To further confirm the efficacy of the preconditioning from the P-O front of a coarser level constant parameter model, the same problem is solved for two projected annual demands, namely, 70% MAF and 80% MAF. It is found that with increase in the demand level, the improvement offered by S-NSGA-II also increases in terms of the quality of the P-O front. Moreover, the gain achieved in the computational effort is retained. The results are not presented here due to lack of space.

5 Summary

A multi-objective simulation-optimization (S-O) model with an efficiently parameterized piecewise linear hedging rule is proposed for the long-term hedged operation of a single water supply reservoir. The novelty of the current research work lies in i) the efficient parameterization and the appropriate structuring of the piecewise linear hedging rule that avoids the explicit specification of the constraints (location of the inflection points, mass balance and limits on release and carry-over storage) within the optimization module; and ii) pre-conditioning the stochastic search of the monthly varying hedging model by feeding initial feasible solutions sampled from the Pareto-optimal front of the coarser constant hedging parameter model, with an intent to improve the Pareto-optimality and increase the computational efficiency.

Two conflicting objectives, namely, “minimize the total shortage ratio” and “minimize the maximum shortage” are considered in the simulation-optimization (S-O) framework to derive the Pareto-optimal (P-O) solutions.

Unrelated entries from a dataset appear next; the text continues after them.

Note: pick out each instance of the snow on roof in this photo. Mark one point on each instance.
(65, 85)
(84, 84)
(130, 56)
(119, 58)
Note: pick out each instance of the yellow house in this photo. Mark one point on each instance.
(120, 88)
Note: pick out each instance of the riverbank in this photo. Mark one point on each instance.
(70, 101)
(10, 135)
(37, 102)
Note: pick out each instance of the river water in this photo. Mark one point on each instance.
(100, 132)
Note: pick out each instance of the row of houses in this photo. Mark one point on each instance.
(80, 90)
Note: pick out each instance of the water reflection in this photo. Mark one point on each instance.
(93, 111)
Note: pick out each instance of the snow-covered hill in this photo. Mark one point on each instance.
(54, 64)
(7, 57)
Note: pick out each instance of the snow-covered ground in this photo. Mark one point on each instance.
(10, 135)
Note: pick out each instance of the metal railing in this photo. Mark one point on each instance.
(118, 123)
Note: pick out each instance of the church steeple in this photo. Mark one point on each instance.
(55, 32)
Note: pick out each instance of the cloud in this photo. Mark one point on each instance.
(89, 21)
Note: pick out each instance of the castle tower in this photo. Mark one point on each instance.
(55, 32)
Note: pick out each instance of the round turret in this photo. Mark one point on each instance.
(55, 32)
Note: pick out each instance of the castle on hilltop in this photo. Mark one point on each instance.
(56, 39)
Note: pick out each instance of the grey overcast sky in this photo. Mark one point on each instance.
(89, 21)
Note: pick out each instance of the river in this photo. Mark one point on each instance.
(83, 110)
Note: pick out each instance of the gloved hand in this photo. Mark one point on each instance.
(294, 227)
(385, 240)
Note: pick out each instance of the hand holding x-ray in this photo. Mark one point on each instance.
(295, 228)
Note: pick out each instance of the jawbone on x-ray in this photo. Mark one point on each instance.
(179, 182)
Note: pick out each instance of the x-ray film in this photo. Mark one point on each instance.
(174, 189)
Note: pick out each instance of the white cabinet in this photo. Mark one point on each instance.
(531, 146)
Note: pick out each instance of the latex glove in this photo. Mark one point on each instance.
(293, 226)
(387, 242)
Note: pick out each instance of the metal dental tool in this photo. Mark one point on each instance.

The improvement achieved in terms of the Pareto-optimality and the computational efficiency due to the preconditioning of the monthly varying piecewise linear hedging model, is illustrated with the operation of the Dharoi reservoir, located on the Sabarmati River in India.

The S-O framework along with the parameterized piecewise linear hedging rule developed in this research work can be extended to multi-purpose and multi-reservoir systems, which is being currently pursued by the authors.